Reputation: 336
I’m indexing a collection of documents using Lucene by specifying TermVector at indexing time. Then I retrieve terms and their frequencies by reading the index and calculating TF-IDF score vectors for each document. Then, using the TF-IDF vectors, I calculate pairwise cosine similarity between documents using Wikipedia's cosine similarity equation.
This is my problem: Say I have two identical documents “A” and “B” in this collection (A and B have more than 200 sentences). If I calculate pairwise cosine similarity between A and B it gives me cosine value=1 which is perfectly OK. But if I remove a single sentence from Doc “B”, it gives me cosine similarity value around 0.85 between these two documents. The documents are almost similar but cosine values are not. I understand the problem is with the equation that I’m using.
Is there better way / equation that I can use for calculating cosine similarity between documents?
Edited
This is how I calculate Cosine Similarity, doc1[]
and doc2[]
are TF-IDF vectors for corresponding document. the vector contains only the scores
but not the words
private double cosineSimBetweenTwoDocs(float doc1[], float doc2[]) {
double temp;
int doc1Len = doc1.length;
int doc2Len = doc2.length;
float numerator = 0;
float temSumDoc1 = 0;
float temSumDoc2 = 0;
double equlideanNormOfDoc1 = 0;
double equlideanNormOfDoc2 = 0;
if (doc1Len > doc2Len) {
for (int i = 0; i < doc2Len; i++) {
numerator += doc1[i] * doc2[i];
temSumDoc1 += doc1[i] * doc1[i];
temSumDoc2 += doc2[i] * doc2[i];
}
equlideanNormOfDoc1=Math.sqrt(temSumDoc1);
equlideanNormOfDoc2=Math.sqrt(temSumDoc2);
} else {
for (int i = 0; i < doc1Len; i++) {
numerator += doc1[i] * doc2[i];
temSumDoc1 += doc1[i] * doc1[i];
temSumDoc2 += doc2[i] * doc2[i];
}
equlideanNormOfDoc1=Math.sqrt(temSumDoc1);
equlideanNormOfDoc2=Math.sqrt(temSumDoc2);
}
temp = numerator / (equlideanNormOfDoc1 * equlideanNormOfDoc2);
return temp;
}
Upvotes: 3
Views: 6583
Reputation: 368
As I told you in my comment, I think you made a mistake somewhere.

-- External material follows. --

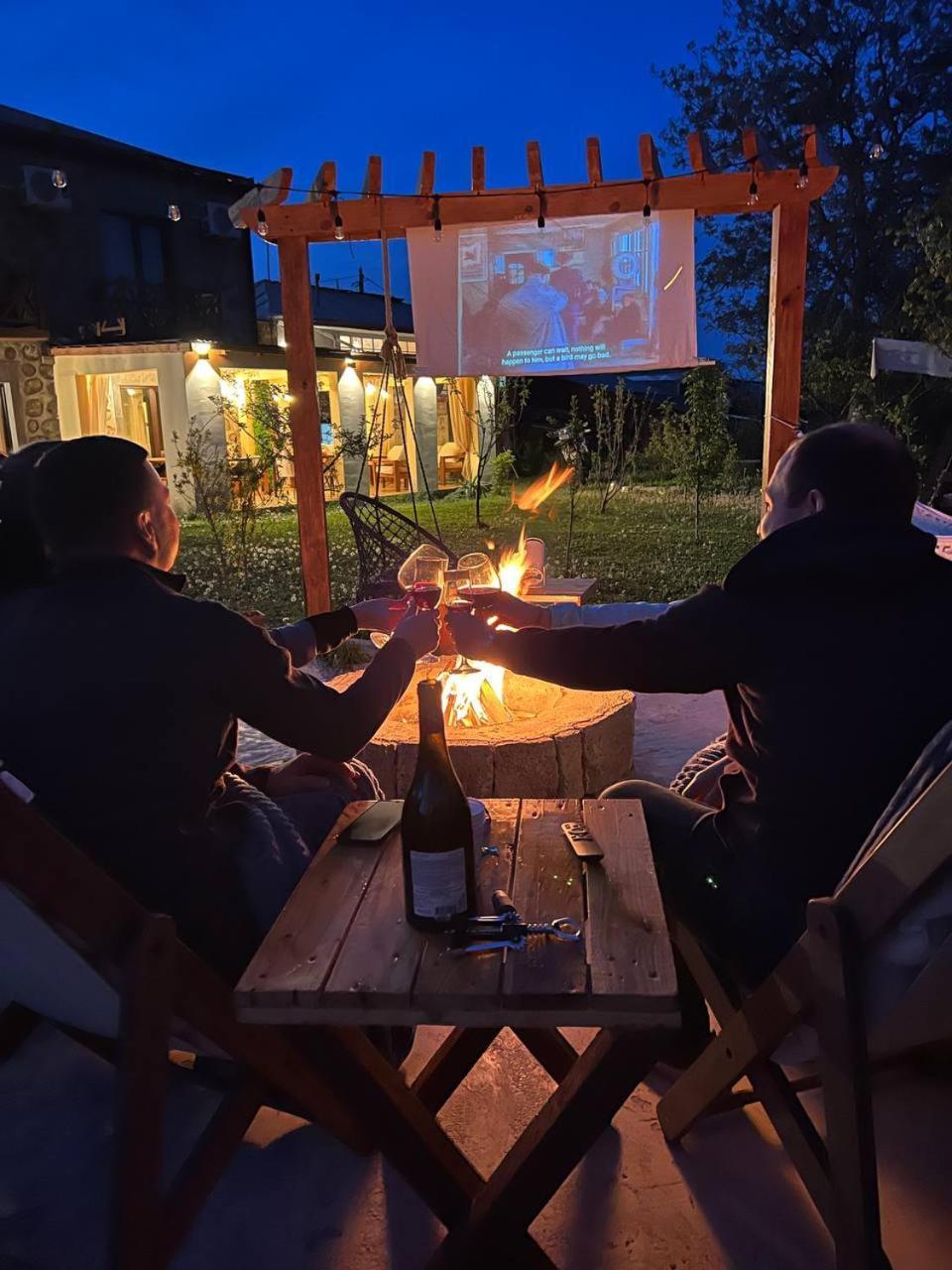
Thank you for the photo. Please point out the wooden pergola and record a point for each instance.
(760, 187)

The vectors actually contain the <word,frequency>
pairs, not words
only.
Therefore, when you delete the sentence, only the frequency of the corresponding words are subtracted by 1 (the words after are not shifted).

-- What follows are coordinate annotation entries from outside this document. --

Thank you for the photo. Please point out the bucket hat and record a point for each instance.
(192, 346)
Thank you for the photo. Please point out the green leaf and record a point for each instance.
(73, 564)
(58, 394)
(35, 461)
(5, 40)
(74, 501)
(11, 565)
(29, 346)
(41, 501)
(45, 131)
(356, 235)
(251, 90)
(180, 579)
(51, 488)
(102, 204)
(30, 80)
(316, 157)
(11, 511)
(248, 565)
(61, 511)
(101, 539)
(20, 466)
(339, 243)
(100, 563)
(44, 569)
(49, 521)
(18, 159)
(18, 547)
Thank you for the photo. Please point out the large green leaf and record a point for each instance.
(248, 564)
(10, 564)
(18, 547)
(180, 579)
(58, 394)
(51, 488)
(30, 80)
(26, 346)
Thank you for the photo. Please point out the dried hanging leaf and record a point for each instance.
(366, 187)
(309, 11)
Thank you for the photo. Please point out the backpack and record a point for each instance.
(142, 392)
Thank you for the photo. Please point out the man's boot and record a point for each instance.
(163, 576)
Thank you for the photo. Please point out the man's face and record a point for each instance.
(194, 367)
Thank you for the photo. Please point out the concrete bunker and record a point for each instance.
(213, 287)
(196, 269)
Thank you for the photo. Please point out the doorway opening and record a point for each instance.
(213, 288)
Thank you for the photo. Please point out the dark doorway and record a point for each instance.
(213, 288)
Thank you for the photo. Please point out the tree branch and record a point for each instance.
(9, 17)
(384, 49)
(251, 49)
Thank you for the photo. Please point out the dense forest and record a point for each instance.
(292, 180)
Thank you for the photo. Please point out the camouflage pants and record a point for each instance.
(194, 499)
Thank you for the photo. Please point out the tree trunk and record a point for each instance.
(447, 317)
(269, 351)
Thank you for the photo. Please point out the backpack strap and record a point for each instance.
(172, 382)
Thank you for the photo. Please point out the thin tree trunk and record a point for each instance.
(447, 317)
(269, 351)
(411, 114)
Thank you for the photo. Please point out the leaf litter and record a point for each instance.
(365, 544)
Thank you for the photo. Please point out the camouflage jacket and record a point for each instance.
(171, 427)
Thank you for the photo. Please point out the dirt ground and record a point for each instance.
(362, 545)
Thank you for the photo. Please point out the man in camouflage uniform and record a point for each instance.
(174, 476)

Consider the following example:
Document a:
A B C A A B C. D D E A B. D A B C B A.
Document b:
A B C A A B C. D A B C B A.
Vector a:
A:6, B:5, C:3, D:3, E:1
Vector b:
A:5, B:4, C:3, D:1, E:0
Which result in the following similarity measure:
(6*5+5*4+3*3+3*1+1*0)/(Sqrt(6^2+5^2+3^2+3^2+1^2) Sqrt(5^2+4^2+3^2+1^2+0^2))=
62/(8.94427*7.14143)=
0.970648
Edit I think your source code is not working as well. Consider the following code which works fine with the above example:
import java.util.HashMap;
import java.util.Map;
public class DocumentVector {
Map<String, Integer> wordMap = new HashMap<String, Integer>();
public void incCount(String word) {
Integer oldCount = wordMap.get(word);
wordMap.put(word, oldCount == null ? 1 : oldCount + 1);
}
double getCosineSimilarityWith(DocumentVector otherVector) {
double innerProduct = 0;
for(String w: this.wordMap.keySet()) {
innerProduct += this.getCount(w) * otherVector.getCount(w);
}
return innerProduct / (this.getNorm() * otherVector.getNorm());
}
double getNorm() {
double sum = 0;
for (Integer count : wordMap.values()) {
sum += count * count;
}
return Math.sqrt(sum);
}
int getCount(String word) {
return wordMap.containsKey(word) ? wordMap.get(word) : 0;
}
public static void main(String[] args) {
String doc1 = "A B C A A B C. D D E A B. D A B C B A.";
String doc2 = "A B C A A B C. D A B C B A.";
DocumentVector v1 = new DocumentVector();
for(String w:doc1.split("[^a-zA-Z]+")) {
v1.incCount(w);
}
DocumentVector v2 = new DocumentVector();
for(String w:doc2.split("[^a-zA-Z]+")) {
v2.incCount(w);
}
System.out.println("Similarity = " + v1.getCosineSimilarityWith(v2));
}
}
Upvotes: 5